FORMWORK
GEORGE CHARMAN & TOM HACKNEY
4 November - 3 December 2016
The concrete of modern buildings and infrastructures does not exist prior to the arrival of the constituent ingredients, cement, sand, aggregate, steel, at one place - a building site, or a casting factory - and it is only at the moment when human labour combines them together that they become concrete. In this respect, concrete can be more accurately described as a process than as a material.
Adrian Forty, Concrete and Culture, 2012
FORMWORK inaugurates a series of two-person exhibitions hosted by dalla Rosa with the aim of creating a dialogue between artists that have not previously worked together but share similar interests and influences. George Charman and Tom Hackney are both based in London and have been exploring the possibilities of concrete while developing other sides of their practices, specifically drawing (Charman) and painting (Hackney). The fascination with materials and processes is a clear trait d’union that runs through their work, together with an interest in perception modelled on grids and repetition.
A dynamic exchange between thinking and making is central in Hackney’s work. Having initially trained as a painter, Hackney’s practice has developed a multidisciplinary approach to making, as shaped by the conceptual forces behind the work. Works align by a shared logic which reveals itself in geometry and through methodical application. Whilst the role of the hand can appear remote, that the works are handmade is a key in maintaining this core exchange.
The works are typically generated in response to specific historical material encountered in the process of making, researching and reflecting, often incorporating pre-existing forms, structures and art-historical narratives which are recreated, replayed and restaged as a means of exploring more contemporary stakes.
Charman’s drawings, sculptures and site responsive installations often employ as a framework the structure of the Isometric grid. Isometric projection presents linear axes that appear equally foreshortened, suggesting a dynamic interrelation and equality of space and form unaffected by perspectival proximity. Isometric projection centers the viewer at all points without focusing on any one predominant convergence. Instead, an unfocused yet fundamental peripheral vision suggests multiple non-determinate points of interaction and enquiry.
Through the intersection of horizontal and vertical planes or screens (both real and pictorial), of varying material, scale and opacity, Charman delineates the grid into a series of recesses and subdivisions that draws the senses and the body towards intimate encounters between planes. Dwelling spaces open up activated by the body, suggesting a preconscious physical engagement with objects, not as they are, but as we are in relation to them.
About the Artists
George Charman studied at Surrey Institute of Art and Design and Royal College of Art. He is a lecturer in Fine Art at University for the Creative Arts and visiting lecturer at West Dean College. He was the recipient of a number of awards including: Acme Fire Station Live/work residency 2010/15, Gerald Moore Gallery Artist in residence 2015/17, shortlisted for the Mark Tanner Sculpture Prize and the Soho Sculpture Prize (2014), and 2nd prize at Jerwood Drawing Prize 2009.

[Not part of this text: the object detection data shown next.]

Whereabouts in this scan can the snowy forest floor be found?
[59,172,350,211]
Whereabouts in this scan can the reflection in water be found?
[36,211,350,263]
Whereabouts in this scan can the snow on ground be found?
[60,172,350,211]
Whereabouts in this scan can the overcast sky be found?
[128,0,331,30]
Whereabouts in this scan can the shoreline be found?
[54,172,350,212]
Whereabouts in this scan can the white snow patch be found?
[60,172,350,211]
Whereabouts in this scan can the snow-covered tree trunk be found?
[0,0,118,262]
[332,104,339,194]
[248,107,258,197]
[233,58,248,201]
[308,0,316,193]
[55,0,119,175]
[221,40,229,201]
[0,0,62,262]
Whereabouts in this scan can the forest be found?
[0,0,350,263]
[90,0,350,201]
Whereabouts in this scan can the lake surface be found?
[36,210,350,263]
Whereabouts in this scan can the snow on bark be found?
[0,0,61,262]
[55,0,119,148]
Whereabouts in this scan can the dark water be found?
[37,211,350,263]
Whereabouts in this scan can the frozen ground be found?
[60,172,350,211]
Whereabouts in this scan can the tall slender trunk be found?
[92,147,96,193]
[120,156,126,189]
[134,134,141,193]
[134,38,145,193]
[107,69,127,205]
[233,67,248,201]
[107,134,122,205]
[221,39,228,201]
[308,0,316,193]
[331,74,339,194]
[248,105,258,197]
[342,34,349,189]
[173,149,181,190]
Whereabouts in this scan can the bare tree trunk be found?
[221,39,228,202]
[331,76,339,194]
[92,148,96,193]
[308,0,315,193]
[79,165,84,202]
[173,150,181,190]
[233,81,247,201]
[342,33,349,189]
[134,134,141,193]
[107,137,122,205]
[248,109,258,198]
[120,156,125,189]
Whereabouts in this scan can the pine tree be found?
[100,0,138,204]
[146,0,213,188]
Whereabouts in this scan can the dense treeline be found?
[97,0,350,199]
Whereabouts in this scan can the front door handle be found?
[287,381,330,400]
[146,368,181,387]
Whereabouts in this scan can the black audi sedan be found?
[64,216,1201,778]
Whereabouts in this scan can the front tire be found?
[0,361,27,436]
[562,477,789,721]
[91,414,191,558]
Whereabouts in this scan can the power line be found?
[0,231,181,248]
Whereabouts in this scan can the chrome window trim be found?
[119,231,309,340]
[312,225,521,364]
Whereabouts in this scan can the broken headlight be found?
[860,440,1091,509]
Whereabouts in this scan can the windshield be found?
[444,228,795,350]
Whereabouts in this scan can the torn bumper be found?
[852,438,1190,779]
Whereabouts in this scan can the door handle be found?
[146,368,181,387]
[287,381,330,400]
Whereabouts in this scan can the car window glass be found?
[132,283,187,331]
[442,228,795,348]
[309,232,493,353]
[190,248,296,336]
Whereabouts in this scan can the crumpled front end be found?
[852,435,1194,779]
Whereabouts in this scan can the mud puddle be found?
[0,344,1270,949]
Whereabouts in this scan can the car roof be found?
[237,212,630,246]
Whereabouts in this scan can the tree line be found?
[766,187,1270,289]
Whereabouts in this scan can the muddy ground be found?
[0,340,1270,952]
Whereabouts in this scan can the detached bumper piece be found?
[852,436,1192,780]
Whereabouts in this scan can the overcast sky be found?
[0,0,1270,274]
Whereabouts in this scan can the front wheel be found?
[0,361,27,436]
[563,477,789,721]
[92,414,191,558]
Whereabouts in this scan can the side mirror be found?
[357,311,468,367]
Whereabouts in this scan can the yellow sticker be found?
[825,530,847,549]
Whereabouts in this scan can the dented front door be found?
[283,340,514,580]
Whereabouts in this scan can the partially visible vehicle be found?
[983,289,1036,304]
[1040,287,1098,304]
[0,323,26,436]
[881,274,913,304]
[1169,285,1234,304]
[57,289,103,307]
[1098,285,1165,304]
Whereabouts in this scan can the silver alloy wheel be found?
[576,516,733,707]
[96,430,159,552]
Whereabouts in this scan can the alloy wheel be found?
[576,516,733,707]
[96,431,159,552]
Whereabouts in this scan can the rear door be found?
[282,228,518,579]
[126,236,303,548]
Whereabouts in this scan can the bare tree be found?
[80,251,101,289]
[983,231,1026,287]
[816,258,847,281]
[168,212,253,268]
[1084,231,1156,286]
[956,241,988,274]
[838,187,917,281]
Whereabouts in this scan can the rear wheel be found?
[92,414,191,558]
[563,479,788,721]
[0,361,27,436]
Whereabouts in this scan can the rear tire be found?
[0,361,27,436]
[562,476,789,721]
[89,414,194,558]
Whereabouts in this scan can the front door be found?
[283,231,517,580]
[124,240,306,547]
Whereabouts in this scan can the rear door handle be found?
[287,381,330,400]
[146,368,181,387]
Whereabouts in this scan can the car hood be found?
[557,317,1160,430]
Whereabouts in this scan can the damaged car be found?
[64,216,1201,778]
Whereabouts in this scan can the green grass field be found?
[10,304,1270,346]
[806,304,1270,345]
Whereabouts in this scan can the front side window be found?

Tom Hackney studied at Manchester Metropolitan University and Goldsmiths in London. He has extensively shown in Europe and United States, most recently at Francis Naumann Fine Art (New York) and the World Chess Hall of Fame, St. Louis, presenting his solo exhibition Corresponding Squares: Painting the Chess Games of Marcel Duchamp. Other solo exhibitions include Suspended Belief (The Castlefield Gallery, Manchester), MINERALS (Ambacher Contemporary, Munich), Constellar Relations (Untitled Gallery, Manchester), Tremors (BreeseLittle, London).